The definition of “serious wrongdoing” is also an area the Minister outlined during her first reading speech. We could get into a situation, I guess, where an allegation of serious wrongdoing is made, but when it is investigated it may not stand the ground for that test. So where does that leave people who are trying to invoke the Act? That is something that needs to be considered, as well, as also does the role of the New Zealand Defence Force, which is coming into the bill for the first time.
I think, overall, that the legislation will continue to develop and be of use to people. It had its origins, as I said earlier, with the situation at Lake Alice Hospital, when Neil Pugmire, as an employee, saw things happening in the 1990s in the health system that he did not think were right. He attempted to bring those to the public’s attention and suffered as a result. That is what brought the issue to prominence when Mr Goff was interested in this issue, which led Labour, on becoming the Government, to bring through legislation.

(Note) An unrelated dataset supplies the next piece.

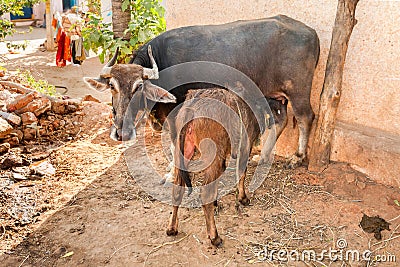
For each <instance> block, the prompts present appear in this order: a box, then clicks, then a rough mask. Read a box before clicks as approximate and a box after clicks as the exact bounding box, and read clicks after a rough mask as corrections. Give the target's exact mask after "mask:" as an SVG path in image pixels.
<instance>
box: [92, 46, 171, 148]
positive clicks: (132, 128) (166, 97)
mask: <svg viewBox="0 0 400 267" xmlns="http://www.w3.org/2000/svg"><path fill="white" fill-rule="evenodd" d="M148 53H149V58H150V62H151V64H152V68H151V69H149V68H145V67H142V66H140V65H137V64H115V62H116V59H117V56H118V49H117V51H116V53H115V55H114V57H113V58H112V59H111V60H110V62H108V63H107V65H106V66H104V68H103V70H102V71H101V73H100V78H84V79H85V82H86V83H87V84H88V85H89V86H90V87H92V88H94V89H96V90H99V91H104V90H106V89H110V91H111V94H112V107H113V124H112V126H111V134H110V137H111V138H112V139H114V140H119V141H130V140H133V139H135V137H136V129H135V118H136V115H137V112H138V111H139V110H143V109H145V107H146V106H147V104H146V103H147V101H148V100H151V101H153V102H163V103H175V102H176V98H175V96H173V95H172V94H170V93H169V92H168V91H167V90H165V89H163V88H161V87H159V86H157V85H154V84H152V83H151V82H150V81H149V79H158V67H157V64H156V62H155V60H154V58H153V55H152V51H151V46H150V45H149V46H148ZM124 122H125V125H123V124H124Z"/></svg>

Finally, I guess that the other thing for us to reflect on, as members of Parliament, is that we are often in our constituency clinics in a similar role to that of the topic under discussion this afternoon. People bring to us examples of things they see happening in their communities, their organisations, or their workplaces—somewhere where they see taking place something they are concerned about. Of course, we have the protection as members of Parliament in our elected capacity to be able to make inquiries, which means that we can often act in this way. But in a complex system like the State sector, there are obviously lots of things taking place that would not be reasonable for an elected member of Parliament always to know about. There are people who work far more closely and intimately in the State sector who may see situations where they feel they have to speak out—to “blow the whistle”, so to speak. The amendment bill we have put forward to the House this afternoon on the principal Act will now just take that a step further and make sure we have protections for those people to ensure we have good government in New Zealand. I wish the Government Administration Committee well under the fine chairmanship of Shane Ardern and the deputy chairpersonship of Darien Fenton.